Along with Thomas, Cleveland also picks up Jae Crowder, Ante Zizic, and the rights to the first-round pick of the Brooklyn Nets in 2018. Boston simply gets Irving.
The trade has all kinds of ramifications for the Sixers and the rest of the Eastern Conference.
For the Cavaliers, this is a potentially franchise-saving deal. Before this deal, I completely believed that LeBron James was going to bolt Cleveland once he hit free agency next year. The Cavs were starting to have the feel of a sinking ship, with a capped-out roster stuck with an underwhelming Kevin Love and a lack of future assets, with a disgruntled Kyrie Irving that was trying to force his way out of town.
Now, the Cavaliers managed to more than adequately replace Irving with a comparable player in Thomas, but also upgraded their rotation by adding a solid young forward in Crowder to their mix.
But the best part of this deal for the Cavs is landing the Nets pick in 2018. Thanks to Billy King, Brooklyn is locked-in to be one of the worst teams in the NBA for years to come, and that pick will almost certainly be a top-three pick in the lottery next year again. The pick gives Cleveland a valuable tool to either help entice LeBron to stay, whether they use the pick to draft a top prospect, or use it in a deal to acquire another veteran, but even if James does leave them high and dry, the franchise is no longer completely screwed, as they’d still have Thomas, Love, Crowder, and the Nets pick to build around.
The Celtics on the other hand, lose this trade by a mile. If I’m a Boston fan, I’m furious about how this offseason has gone down. The Celtics won the top pick in the draft, only to trade away the rights to Markelle Fultz for the Sixers and didn’t even manage to come away with the complete rights to either the Laker pick in 2018 or the Kings’ pick in 2019.
And now, Danny Ainge has made a trade that strips the team of assets, and doesn’t make the Celtics a better team than they were before. Irving and Thomas are players with very comparable skillsets. Maybe Irving has the higher ceiling, but he’s also a guy that’s struggled to stay healthy throughout his career, and was never able to get the Cavs to so much as a .500 record before James came back to town. Losing a solid guy like Crowder only hurts the team’s depth, and throwing away next year’s Brooklyn pick doesn’t make a lick of sense.
If Ainge had stood pat and kept the Celtics as they were previously constructed, they probably would have won the East. As mentioned previously, before this trade, the Cavs were a team in turmoil. With Irving demanding to get out, and the questions about James’ commitment to the franchise after this season, the distractions surrounding Cleveland could easily have caused that team to implode into themselves, leaving the already-powerful Celtics to seize the conference.
Even if the Cavs found another taker for Irving, I can’t imagine what team would be able to come close to matching the package that the Celtics just paid.
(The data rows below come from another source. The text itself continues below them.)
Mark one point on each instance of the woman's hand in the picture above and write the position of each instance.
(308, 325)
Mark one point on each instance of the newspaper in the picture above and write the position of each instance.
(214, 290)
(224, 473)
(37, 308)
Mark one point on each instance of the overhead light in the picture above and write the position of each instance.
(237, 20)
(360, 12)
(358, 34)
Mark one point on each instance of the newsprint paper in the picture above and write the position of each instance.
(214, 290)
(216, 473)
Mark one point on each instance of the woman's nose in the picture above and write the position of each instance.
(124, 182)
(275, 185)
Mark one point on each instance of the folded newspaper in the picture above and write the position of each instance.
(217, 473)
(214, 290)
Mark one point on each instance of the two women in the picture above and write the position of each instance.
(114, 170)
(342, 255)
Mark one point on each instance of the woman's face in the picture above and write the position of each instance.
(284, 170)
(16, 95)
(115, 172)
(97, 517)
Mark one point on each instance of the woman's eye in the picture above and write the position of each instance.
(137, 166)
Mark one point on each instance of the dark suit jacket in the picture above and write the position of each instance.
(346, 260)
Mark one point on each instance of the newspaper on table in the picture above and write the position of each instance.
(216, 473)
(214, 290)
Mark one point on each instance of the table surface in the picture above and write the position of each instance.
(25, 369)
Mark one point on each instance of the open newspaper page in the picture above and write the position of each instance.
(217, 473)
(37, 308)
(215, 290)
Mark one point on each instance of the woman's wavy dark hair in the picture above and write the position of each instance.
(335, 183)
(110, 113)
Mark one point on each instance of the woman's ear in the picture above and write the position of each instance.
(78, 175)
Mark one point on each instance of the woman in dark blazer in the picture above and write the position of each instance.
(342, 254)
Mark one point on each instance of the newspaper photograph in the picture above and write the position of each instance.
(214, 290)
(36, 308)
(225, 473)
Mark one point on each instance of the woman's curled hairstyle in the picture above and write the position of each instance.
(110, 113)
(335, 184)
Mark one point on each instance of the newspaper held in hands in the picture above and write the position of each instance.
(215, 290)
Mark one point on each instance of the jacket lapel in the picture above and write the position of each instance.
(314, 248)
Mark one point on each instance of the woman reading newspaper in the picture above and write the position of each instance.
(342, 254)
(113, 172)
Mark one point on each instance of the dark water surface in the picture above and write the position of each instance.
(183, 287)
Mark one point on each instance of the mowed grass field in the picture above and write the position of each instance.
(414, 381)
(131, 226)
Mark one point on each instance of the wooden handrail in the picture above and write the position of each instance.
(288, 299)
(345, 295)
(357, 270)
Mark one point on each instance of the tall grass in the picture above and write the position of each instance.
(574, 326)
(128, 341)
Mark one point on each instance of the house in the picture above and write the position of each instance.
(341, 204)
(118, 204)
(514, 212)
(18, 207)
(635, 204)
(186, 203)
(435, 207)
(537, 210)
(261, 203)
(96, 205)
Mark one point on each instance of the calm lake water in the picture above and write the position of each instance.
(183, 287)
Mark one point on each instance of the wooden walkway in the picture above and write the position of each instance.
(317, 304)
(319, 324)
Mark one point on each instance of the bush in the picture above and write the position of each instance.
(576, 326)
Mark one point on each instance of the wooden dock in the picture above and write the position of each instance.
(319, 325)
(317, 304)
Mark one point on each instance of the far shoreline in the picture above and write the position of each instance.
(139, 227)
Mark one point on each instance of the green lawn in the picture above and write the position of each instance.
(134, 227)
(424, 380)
Few teams have the rights to a pick as valuable as the Nets’ pick to offer.
Instead, Ainge has gone and kindly removed Cleveland’s biggest distraction from the picture, and replaced it by giving the team newfound hope with Thomas and Crowder coming to provide fresh blood and upgrade the roster this year, while also allowing the franchise to look to next year’s Brooklyn pick as a beacon of hope as well.
Its one of the most painfully shortsighted trades I’ve ever seen.